A Concert Report
To occupy an afternoon - and he would be lying if he doesn't admit to the hope that he will be spoken to by someone - he decides to go to a choral music concert. It is in a great hall in a hundred year old university building.
He sits between two older Chinese couples, who perhaps are there to cheer their sons or daughters, whom might be in the chorus that will sing this afternoon. The murmur of talk. Occluded light through the stained glass windows. He is pleased to see that the room is surprisingly full. He tries to read the inscription that scrolls around the room at the lintel level. The part closest to him reads:
"...should be disputing, reasoning, reading, inventing, discoursing, evin to a rarity and admiration, things not before discourst or written of..."

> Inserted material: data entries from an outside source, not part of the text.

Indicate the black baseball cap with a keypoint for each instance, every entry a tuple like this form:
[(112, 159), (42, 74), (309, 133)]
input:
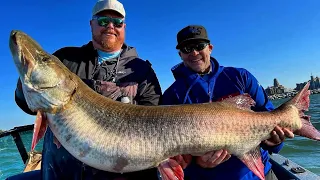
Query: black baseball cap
[(192, 33)]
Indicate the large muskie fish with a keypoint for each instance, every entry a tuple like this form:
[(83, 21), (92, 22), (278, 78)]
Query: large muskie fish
[(118, 137)]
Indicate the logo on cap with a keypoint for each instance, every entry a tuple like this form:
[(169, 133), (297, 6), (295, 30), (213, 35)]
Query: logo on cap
[(195, 30)]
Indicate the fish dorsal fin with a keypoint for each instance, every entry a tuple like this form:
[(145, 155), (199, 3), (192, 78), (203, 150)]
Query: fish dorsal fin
[(253, 161), (241, 101)]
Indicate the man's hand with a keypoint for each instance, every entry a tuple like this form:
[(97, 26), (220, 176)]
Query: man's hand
[(278, 135), (213, 158), (184, 160)]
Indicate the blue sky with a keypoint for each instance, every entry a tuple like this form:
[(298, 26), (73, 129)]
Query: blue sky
[(269, 38)]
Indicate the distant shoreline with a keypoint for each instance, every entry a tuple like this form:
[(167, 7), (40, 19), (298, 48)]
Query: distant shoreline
[(290, 94)]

He murmurs amen, even if universities now manufacture specialists rather than give wholeness and shape to raw human beings. The choraliers file in; men first followed by women. And then pianist who will accompany human voice, and the young soprano who will sing the solo sections; she dressed in red. It just so happens that he was reading about the color red in a novel. The novelist, Orhan Pamuk, says this about red:
"If we touched it with the tip of a finger, it would feel like something between iron and copper. If we took it into our palm, it would burn. If we tasted it, it would be full bodied, like salted meat. If we took it between our lips, it would fill our mouths. If we smelled it, it'd have the smell of a horse. If it were a flower, it would smell like a daisy, not a red rose."
The music begins - it is all French composers, two - Durufle and Poulenc - whose music he had never seen performed before. The piano leads, and the voices follow. Applause. One of the mysteries of music is that if one has it, one is not alone anymore. The soprano stands up, and hurls out notes of a Fuare's chanson from somewhere in her body, perhaps her feet. The room hushes. Hair crackles. This piece is titled "Apres Un Reve" - he knows enough French to recognize reve means dream. The rest is, well, French. Nevertheless, he is moved. His legs twitch and palms sweat.
But after heartbreak, the music moves to praise, with a hymn. He mouths to himself the refrain - "you must praise the mutilated world" - of one of his favorite poems as Faure's Cantique de Jean Racine plays. And after a break, in which he tries to fit back into his changed self, Poulenc's "Gloria" is performed; of which he can't help humming the tune of "Laudamus Te" ("we praise thee"), long after the concert in over, as he walks back to his room via The Philosopher's Walk.